Perhaps it's some sort of bug. (IE6 Peekaboo Bug perhaps)

.picright,
.priceleft,
.dropcap {
position:relative;
}

The above css may just get IE 6 to behave for a while.


position:relative worked, and solved one or two other IE6 display
problems I was having. Thanks for your help.
 
J

Jonathan N. Little

BootNic said:
I think there will a slow decline in the use of xp, IE 6/7 over the
next year.

At any rate, after 13-jul-2010 I do not believe that it will be
profitable to support IE 6/7.

Who said anything about support?
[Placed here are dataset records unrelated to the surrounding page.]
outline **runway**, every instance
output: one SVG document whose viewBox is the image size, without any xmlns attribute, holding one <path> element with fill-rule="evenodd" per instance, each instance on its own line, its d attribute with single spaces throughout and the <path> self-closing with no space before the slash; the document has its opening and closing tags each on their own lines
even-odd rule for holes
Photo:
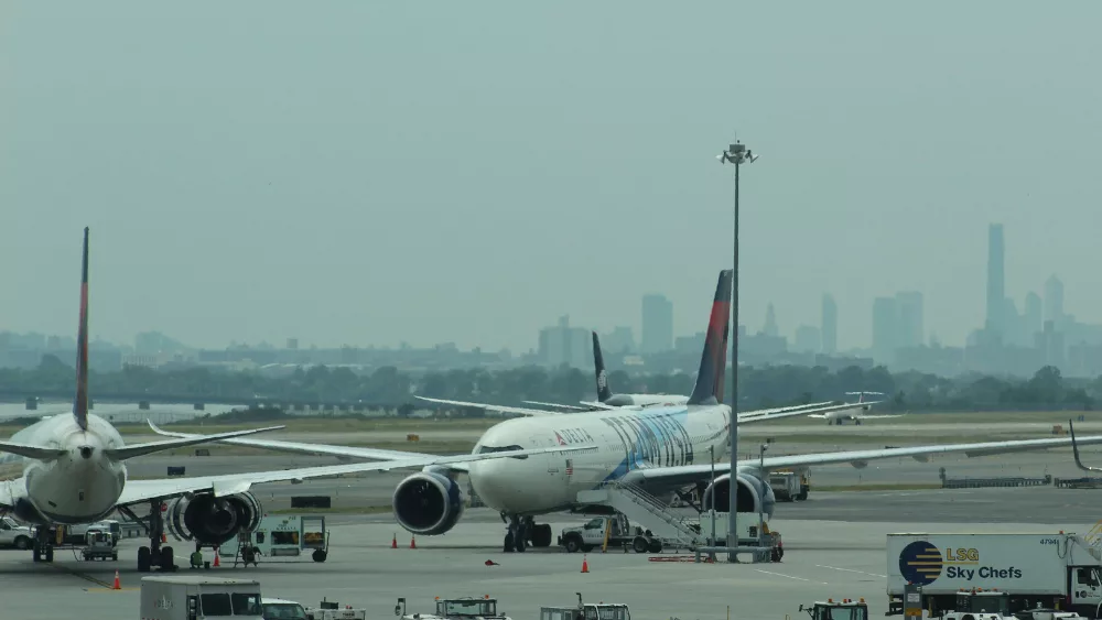
<svg viewBox="0 0 1102 620">
<path fill-rule="evenodd" d="M 896 425 L 898 426 L 898 425 Z M 937 425 L 936 425 L 937 426 Z M 800 425 L 793 426 L 799 428 Z M 852 426 L 830 437 L 831 442 L 786 442 L 779 427 L 758 426 L 757 437 L 776 437 L 769 454 L 832 452 L 873 447 L 867 436 L 854 435 Z M 862 425 L 861 431 L 872 428 Z M 971 427 L 955 440 L 995 438 L 1004 428 Z M 817 429 L 821 435 L 825 425 Z M 830 431 L 836 431 L 838 427 Z M 474 443 L 478 431 L 440 429 L 440 440 L 460 437 Z M 893 429 L 897 432 L 898 429 Z M 943 433 L 926 428 L 910 444 L 930 443 L 926 437 Z M 1014 433 L 1019 431 L 1015 429 Z M 887 433 L 885 431 L 885 433 Z M 273 434 L 274 435 L 274 434 Z M 979 435 L 979 436 L 977 436 Z M 378 434 L 305 433 L 298 440 L 370 444 Z M 747 437 L 746 447 L 750 443 Z M 879 437 L 889 436 L 886 434 Z M 1048 435 L 1051 436 L 1051 435 Z M 388 437 L 404 439 L 393 431 Z M 423 450 L 433 434 L 421 432 Z M 444 439 L 443 437 L 446 437 Z M 273 437 L 274 438 L 274 437 Z M 287 437 L 292 438 L 292 437 Z M 755 439 L 757 440 L 757 439 Z M 748 455 L 749 456 L 749 455 Z M 1102 463 L 1096 449 L 1084 454 Z M 251 453 L 245 456 L 212 450 L 210 456 L 160 454 L 130 461 L 132 477 L 163 477 L 169 466 L 183 466 L 187 476 L 310 467 L 338 463 L 332 457 L 304 457 Z M 266 511 L 289 511 L 293 496 L 331 496 L 332 551 L 327 562 L 262 558 L 258 568 L 224 566 L 218 575 L 256 577 L 269 597 L 289 598 L 316 606 L 322 598 L 342 605 L 367 607 L 369 617 L 389 616 L 397 597 L 406 597 L 409 610 L 431 611 L 433 597 L 480 597 L 500 601 L 512 618 L 534 618 L 541 605 L 571 606 L 574 592 L 586 599 L 627 602 L 634 620 L 670 618 L 778 619 L 800 617 L 801 602 L 825 598 L 864 597 L 871 617 L 883 618 L 886 605 L 887 558 L 885 535 L 890 532 L 1058 532 L 1085 533 L 1102 516 L 1102 491 L 1052 487 L 961 490 L 849 490 L 871 485 L 930 485 L 939 481 L 941 468 L 950 477 L 1027 476 L 1079 477 L 1070 450 L 1046 450 L 1019 455 L 966 458 L 937 457 L 929 463 L 910 458 L 873 461 L 856 469 L 849 465 L 812 469 L 811 497 L 806 502 L 778 502 L 770 526 L 784 535 L 786 555 L 780 564 L 694 565 L 650 562 L 635 553 L 594 553 L 585 557 L 590 573 L 580 572 L 582 556 L 558 547 L 529 550 L 523 554 L 500 551 L 505 533 L 500 516 L 485 508 L 467 509 L 454 530 L 442 536 L 417 539 L 397 525 L 386 510 L 395 486 L 412 471 L 391 471 L 253 488 Z M 462 479 L 461 479 L 462 481 Z M 836 490 L 844 488 L 847 490 Z M 380 508 L 381 507 L 381 508 Z M 318 511 L 304 511 L 318 512 Z M 692 518 L 695 512 L 682 509 Z M 543 522 L 558 534 L 563 526 L 587 518 L 552 514 Z M 398 550 L 389 548 L 397 537 Z M 138 617 L 137 540 L 120 543 L 118 563 L 84 563 L 61 551 L 51 565 L 33 564 L 29 552 L 0 552 L 0 609 L 4 617 L 115 620 Z M 177 563 L 186 564 L 186 543 L 173 542 Z M 663 556 L 672 556 L 672 551 Z M 489 559 L 497 563 L 487 566 Z M 116 568 L 123 589 L 109 586 Z M 183 570 L 185 574 L 187 569 Z"/>
</svg>

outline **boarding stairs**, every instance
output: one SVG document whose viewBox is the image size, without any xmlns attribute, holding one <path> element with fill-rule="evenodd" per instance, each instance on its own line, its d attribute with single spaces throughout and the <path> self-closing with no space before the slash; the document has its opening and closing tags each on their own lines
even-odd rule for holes
<svg viewBox="0 0 1102 620">
<path fill-rule="evenodd" d="M 662 540 L 667 546 L 694 547 L 701 543 L 699 527 L 670 511 L 662 500 L 637 485 L 620 480 L 606 482 L 592 491 L 580 491 L 577 502 L 607 505 Z"/>
</svg>

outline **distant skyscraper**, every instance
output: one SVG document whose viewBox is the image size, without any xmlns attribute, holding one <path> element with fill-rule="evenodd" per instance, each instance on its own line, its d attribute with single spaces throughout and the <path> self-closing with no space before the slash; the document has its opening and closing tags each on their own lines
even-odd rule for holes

There is still a significant number of
98 & 2000 machines still in the wild to date.
 
D

dorayme

Ed Mullen <[email protected]> said:
Consider digital TV in the USA. At some point you just have to say:
"Ok! It's over! You're obsolete!"

Crikey! We are backwards here, we are just about to ditch analog TV.
What are you guys into now, hologramic TV, you all gather around it in a
circle like at a real football match except a smaller circle. Unreal!
I'm coming to Aaaaaaaameeeericaaaa!
 
M

+mrcakey

Thing is, anyone with an "interesting" copy of XP is not able to upgrade
from IE6. What would be nice is if, once the support period has ended, M$
admitted defeat and made the internet a better place by disabling IE6 - or
at least turning it into a nagathon - and forcing download of IE8 on anyone
left over regardless of the legitimacy of the copy of Windoze on which it
resides. Alternatively they could go all guerilla on they asses and roll it
back to an even more insecure/non-compliant version!